Fraud and Money Laundering
There is a widespread belief that cryptocurrencies provide criminal organizations with a new means of committing fraud, money laundering, and a host of other financial crimes. This may not directly impact most cryptocurrency investors who do not intend to use this new technology to commit such crimes. However, investors who find themselves in the unfortunate position of being a victim of financial crime do not likely have the same legal options as traditional victims of fraud.
This issue also relates to the decentralized status of digital currencies. When a cryptocurrency exchange is hacked and customers’ holdings are stolen, for instance, there is frequently no standard practice for recovering the missing funds.

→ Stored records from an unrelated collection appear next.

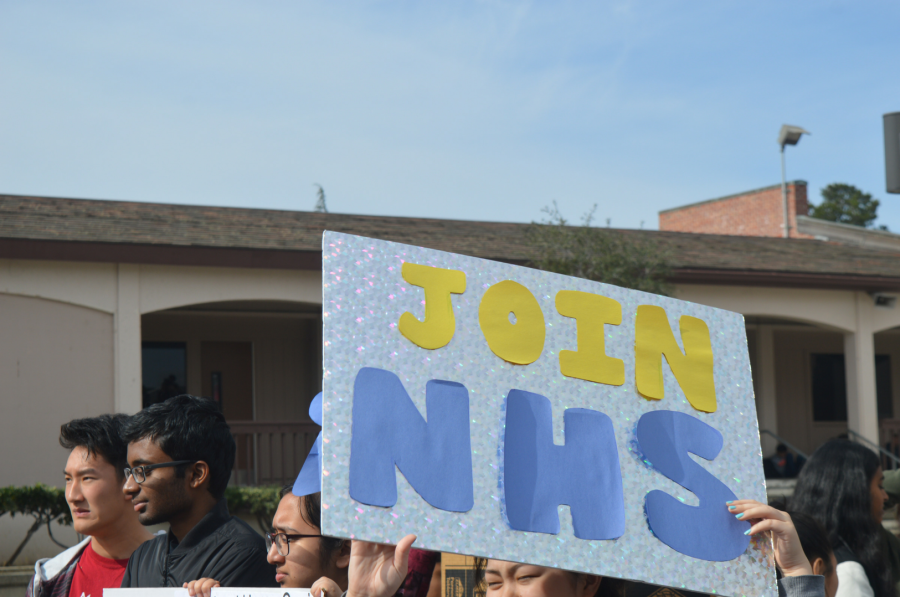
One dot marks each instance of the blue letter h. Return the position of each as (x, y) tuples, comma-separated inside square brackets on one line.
[(538, 476)]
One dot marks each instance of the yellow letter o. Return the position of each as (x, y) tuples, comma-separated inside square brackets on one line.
[(521, 342)]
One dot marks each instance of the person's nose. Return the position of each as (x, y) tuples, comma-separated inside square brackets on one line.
[(273, 557), (73, 492), (131, 488)]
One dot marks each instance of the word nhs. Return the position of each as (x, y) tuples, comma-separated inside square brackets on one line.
[(435, 456)]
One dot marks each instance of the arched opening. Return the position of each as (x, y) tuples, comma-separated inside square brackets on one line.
[(259, 360)]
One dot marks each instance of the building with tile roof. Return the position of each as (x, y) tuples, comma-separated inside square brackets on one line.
[(112, 305)]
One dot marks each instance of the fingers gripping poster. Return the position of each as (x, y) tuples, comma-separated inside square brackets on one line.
[(504, 412)]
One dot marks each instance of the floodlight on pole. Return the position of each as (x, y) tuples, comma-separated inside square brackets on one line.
[(788, 135), (892, 151)]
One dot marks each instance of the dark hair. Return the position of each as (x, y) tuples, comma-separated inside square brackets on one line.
[(833, 488), (813, 539), (188, 428), (100, 436), (311, 512)]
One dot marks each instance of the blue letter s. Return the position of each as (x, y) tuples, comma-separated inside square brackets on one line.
[(708, 531)]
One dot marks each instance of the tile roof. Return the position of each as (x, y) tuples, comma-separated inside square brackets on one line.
[(153, 224)]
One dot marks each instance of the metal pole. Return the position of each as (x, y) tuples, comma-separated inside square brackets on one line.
[(787, 225)]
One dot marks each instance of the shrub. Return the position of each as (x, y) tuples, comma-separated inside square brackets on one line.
[(45, 504), (260, 502)]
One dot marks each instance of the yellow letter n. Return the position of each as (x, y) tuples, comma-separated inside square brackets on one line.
[(439, 324), (693, 368)]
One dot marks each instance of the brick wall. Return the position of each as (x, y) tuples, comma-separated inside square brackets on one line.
[(754, 213)]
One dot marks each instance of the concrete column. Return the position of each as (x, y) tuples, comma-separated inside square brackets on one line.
[(859, 359), (766, 407), (127, 345)]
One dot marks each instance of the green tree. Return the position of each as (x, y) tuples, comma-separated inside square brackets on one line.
[(44, 504), (846, 204), (603, 255)]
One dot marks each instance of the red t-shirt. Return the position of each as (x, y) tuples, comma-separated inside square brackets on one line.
[(95, 573)]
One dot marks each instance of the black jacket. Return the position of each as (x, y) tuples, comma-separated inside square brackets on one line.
[(221, 546)]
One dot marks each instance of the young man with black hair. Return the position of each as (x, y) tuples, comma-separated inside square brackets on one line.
[(180, 456), (94, 479)]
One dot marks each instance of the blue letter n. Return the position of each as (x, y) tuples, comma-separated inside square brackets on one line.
[(538, 476), (435, 457)]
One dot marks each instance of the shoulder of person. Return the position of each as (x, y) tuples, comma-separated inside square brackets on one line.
[(48, 568), (801, 586), (238, 531), (150, 547), (852, 580)]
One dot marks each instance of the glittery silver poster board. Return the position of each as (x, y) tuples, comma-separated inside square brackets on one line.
[(364, 296)]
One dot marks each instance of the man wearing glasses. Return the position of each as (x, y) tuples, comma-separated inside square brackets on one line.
[(180, 456)]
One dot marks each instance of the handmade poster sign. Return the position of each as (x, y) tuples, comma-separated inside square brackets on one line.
[(505, 412), (216, 592)]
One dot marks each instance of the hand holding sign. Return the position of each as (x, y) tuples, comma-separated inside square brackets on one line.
[(378, 570)]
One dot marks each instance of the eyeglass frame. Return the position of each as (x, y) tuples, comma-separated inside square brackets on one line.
[(145, 468), (288, 537)]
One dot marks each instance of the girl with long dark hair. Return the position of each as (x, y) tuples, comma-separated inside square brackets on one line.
[(841, 486)]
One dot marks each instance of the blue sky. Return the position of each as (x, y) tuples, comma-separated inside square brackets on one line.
[(470, 110)]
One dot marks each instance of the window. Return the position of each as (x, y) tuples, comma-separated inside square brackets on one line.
[(164, 367), (883, 387), (829, 385)]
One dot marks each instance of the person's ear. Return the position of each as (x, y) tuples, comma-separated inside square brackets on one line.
[(198, 474), (819, 567), (343, 557), (589, 584)]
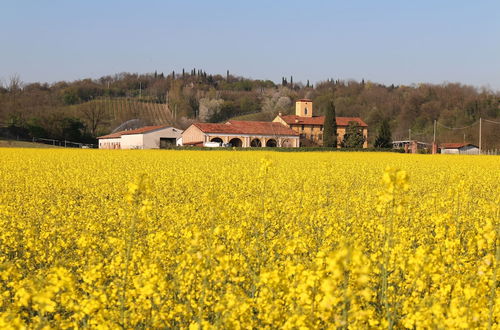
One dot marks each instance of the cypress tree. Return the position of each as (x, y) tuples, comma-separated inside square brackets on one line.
[(384, 137), (330, 127), (353, 137)]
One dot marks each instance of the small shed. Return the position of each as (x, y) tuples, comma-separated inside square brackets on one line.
[(147, 137), (459, 149)]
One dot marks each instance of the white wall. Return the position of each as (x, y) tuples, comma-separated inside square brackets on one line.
[(149, 140), (132, 141), (110, 143), (152, 139)]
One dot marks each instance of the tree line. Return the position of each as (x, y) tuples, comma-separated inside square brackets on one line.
[(61, 109)]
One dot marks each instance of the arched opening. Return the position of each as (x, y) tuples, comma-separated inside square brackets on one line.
[(271, 143), (255, 143), (236, 142)]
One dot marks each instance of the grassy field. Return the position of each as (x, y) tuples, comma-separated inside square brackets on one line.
[(187, 239)]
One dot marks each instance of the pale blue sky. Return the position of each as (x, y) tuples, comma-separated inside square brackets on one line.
[(397, 41)]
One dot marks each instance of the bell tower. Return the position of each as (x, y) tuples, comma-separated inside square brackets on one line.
[(303, 108)]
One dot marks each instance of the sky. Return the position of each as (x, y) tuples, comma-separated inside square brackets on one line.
[(390, 42)]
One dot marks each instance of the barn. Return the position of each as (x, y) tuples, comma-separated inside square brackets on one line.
[(242, 134), (147, 137), (459, 148)]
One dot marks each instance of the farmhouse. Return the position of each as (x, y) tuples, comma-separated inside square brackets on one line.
[(242, 134), (147, 137), (310, 127), (459, 148)]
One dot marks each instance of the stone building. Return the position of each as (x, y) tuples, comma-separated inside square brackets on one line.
[(310, 127), (242, 134)]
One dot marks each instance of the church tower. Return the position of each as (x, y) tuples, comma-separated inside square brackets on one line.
[(303, 108)]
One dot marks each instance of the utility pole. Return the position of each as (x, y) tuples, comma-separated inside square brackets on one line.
[(434, 139), (480, 128), (434, 145)]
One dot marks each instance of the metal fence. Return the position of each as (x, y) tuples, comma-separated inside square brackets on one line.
[(60, 143)]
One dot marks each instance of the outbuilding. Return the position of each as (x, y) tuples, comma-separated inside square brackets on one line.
[(459, 148), (147, 137), (241, 134)]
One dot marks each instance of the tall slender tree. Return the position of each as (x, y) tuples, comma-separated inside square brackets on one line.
[(353, 137), (330, 127), (384, 136)]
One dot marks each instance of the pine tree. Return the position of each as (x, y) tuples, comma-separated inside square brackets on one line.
[(384, 137), (330, 127), (353, 137)]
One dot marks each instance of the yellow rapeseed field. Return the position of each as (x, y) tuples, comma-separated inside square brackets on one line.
[(248, 239)]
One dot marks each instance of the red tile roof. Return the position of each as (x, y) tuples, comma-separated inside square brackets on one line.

Another potential risk associated with cryptocurrencies as a result of their decentralized status has to do with the particulars of transactions. In most other transactions, currency with a physical presence changes hands. In the case of electronic money, a trusted financial institution is involved in creating and settling deposits and debt claims. Neither of these concepts applies to cryptocurrency transactions. Because of this fundamental difference, legal confusion between parties in various types of digital currency transactions is a real possibility. Once again, because of the decentralized state of these currencies, the path of legal recourse in these situations can be difficult to assess.